On February 27, I was diagnosed with major depressive disorder. It was noted that I also suffer from anxiety and sleep disturbances. I was prescribed some medication, but the first one didn't work, and the second one didn't work, either, and, five weeks into treatment, we're still playing medication roulette.

It's still … hard.

I'm still not sleeping. I still cry. I still feel alone. And I'm still overwhelmed. I still have to force myself to brush my teeth. Or change my clothes. Or call my mom. Or take thirty seconds to answer an "Are you okay?" email someone sent two weeks ago. And I still have to remind myself that depression is a lying bastard.

I'm drawn to the words of Jenny Lawson, yet another blogger who openly talks of depression, anxiety, and illness. In a post titled "The fight goes on," she writes, "When depression sufferers fight, recover, and go into remission, we seldom know, simply because so many suffer in the dark … ashamed to admit something they see as a personal weakness … afraid that people will worry, and more afraid that they won't. We find ourselves unable to do anything but cling to the couch and force ourselves to breathe."

My couch would certainly agree with Jenny. If it could speak, it would tell you of all the nights I cried my soul into its fabric. (Which, by the way, is a sort of dirty beige that I like to believe is the original color, and not a color acquired from the Salvation Army where I purchased the couch in the first place.)

To be honest, I wasn't sure if I would ever discuss my current fight with depression. But, for as hard as it is to write about, it is more difficult to not write about it. Depression is not something we should be embarrassed about. Despite that, admitting to my co-workers that I needed help was distressing, because, for some reason, saying "I'm depressed" has become both a cliche and a taboo. Even my own grandmother, who suffers from persistent depressive disorder, will only admit that she is and has been "not well." But the fact is this: millions and millions of Americans suffer from depression. Some of us smack our heads against the wall. Some of us try to control our emotions through self-harm. Some of us stay up all night, sitting in the dark. Some of us stay up all night, crying into the sheets. Some of us pray. Some of us medicate. Some of us do all of the above. And some of us decide that the fight isn't worth it.

I'm still sick. I'm still depressed. But I'm trying. I'm honest-to-God-trying. Two days ago, I was on the floor, legs pulled to my chest, and wearing only my underclothes. Four weeks ago, I took a prescribed sleeping pill and then proceeded to hallucinate for the next five hours. Yesterday, it was 5:00 before I finally decided to shower, brush my teeth, and put on pants. It may have been toward the end of the day, but, by God, I put on pants.

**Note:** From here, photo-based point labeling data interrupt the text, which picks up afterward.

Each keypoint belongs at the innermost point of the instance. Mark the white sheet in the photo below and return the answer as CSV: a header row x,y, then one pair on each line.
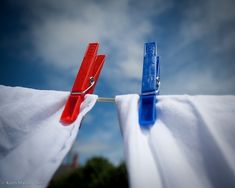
x,y
192,143
33,142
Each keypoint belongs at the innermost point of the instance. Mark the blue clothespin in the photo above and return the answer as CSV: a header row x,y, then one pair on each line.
x,y
150,86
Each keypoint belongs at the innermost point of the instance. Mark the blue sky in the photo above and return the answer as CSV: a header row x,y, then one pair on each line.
x,y
42,44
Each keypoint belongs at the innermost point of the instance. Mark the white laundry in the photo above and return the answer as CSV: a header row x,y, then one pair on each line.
x,y
33,142
192,143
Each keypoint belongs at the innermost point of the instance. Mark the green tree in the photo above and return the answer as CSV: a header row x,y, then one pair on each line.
x,y
98,172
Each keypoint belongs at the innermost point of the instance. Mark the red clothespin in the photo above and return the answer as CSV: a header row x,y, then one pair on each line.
x,y
85,82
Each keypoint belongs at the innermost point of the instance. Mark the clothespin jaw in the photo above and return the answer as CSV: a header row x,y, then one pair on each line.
x,y
84,83
150,86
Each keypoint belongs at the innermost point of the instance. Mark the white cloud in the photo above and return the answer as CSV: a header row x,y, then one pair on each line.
x,y
60,31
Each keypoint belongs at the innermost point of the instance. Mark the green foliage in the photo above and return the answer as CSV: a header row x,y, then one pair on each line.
x,y
98,172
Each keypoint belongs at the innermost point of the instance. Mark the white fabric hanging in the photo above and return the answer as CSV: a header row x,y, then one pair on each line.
x,y
33,142
192,143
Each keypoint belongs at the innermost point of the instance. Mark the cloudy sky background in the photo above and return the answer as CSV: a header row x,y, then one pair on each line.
x,y
42,44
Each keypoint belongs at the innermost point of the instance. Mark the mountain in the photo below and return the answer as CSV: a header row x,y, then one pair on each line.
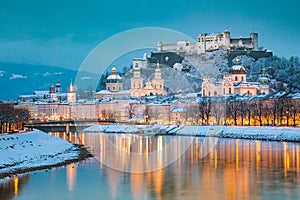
x,y
17,79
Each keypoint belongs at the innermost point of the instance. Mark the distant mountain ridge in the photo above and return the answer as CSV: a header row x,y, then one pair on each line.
x,y
17,79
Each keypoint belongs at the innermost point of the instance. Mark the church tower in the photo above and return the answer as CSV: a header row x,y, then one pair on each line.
x,y
71,94
114,81
52,93
158,82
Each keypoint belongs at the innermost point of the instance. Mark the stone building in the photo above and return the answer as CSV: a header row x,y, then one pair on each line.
x,y
210,42
154,87
114,87
234,83
71,94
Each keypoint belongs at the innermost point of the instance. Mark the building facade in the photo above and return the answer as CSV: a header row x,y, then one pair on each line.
x,y
210,42
154,87
234,83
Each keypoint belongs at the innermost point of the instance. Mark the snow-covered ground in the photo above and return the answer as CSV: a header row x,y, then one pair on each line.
x,y
33,149
242,132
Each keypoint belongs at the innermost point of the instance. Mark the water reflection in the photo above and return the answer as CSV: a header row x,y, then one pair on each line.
x,y
10,187
234,169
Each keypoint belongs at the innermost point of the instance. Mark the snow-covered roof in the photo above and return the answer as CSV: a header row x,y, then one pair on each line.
x,y
178,110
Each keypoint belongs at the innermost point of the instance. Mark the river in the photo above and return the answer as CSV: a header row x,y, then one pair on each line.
x,y
175,168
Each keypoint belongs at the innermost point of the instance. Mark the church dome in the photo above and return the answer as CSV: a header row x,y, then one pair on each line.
x,y
114,77
58,84
237,68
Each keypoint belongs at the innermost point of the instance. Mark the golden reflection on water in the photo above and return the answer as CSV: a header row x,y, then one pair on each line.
x,y
233,169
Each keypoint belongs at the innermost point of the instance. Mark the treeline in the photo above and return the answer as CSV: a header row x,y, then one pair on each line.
x,y
12,118
272,112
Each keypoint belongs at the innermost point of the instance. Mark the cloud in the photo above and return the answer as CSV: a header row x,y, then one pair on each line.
x,y
15,76
86,78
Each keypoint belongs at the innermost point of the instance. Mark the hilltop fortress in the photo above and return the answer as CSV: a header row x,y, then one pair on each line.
x,y
211,42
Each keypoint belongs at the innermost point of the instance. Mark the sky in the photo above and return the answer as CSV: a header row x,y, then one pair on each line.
x,y
62,33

It is, as my therapist says, "moment to moment." Some days, like yesterday, are good. Some days, like today, are bad. Some days, I meet my "Instagram friends" for Thai food and a photo walk in Fountain Square. Some days, I stay in bed from dawn 'til dusk, save for the forty-five minutes that I spend napping on the couch. 

It's not entirely safe for me to be by myself—not because I self-harm, but because I don't bother to take care of myself and my basic needs if no one is around. I'm not interested. That, too, seems futile. I'll admit that I'm most like myself when I am around others, which is why I plan on being in Iowa, at home, for a little while. Escaping the madness of my apartment sounds like a comforting idea and, come to think of it, "There's no place like home."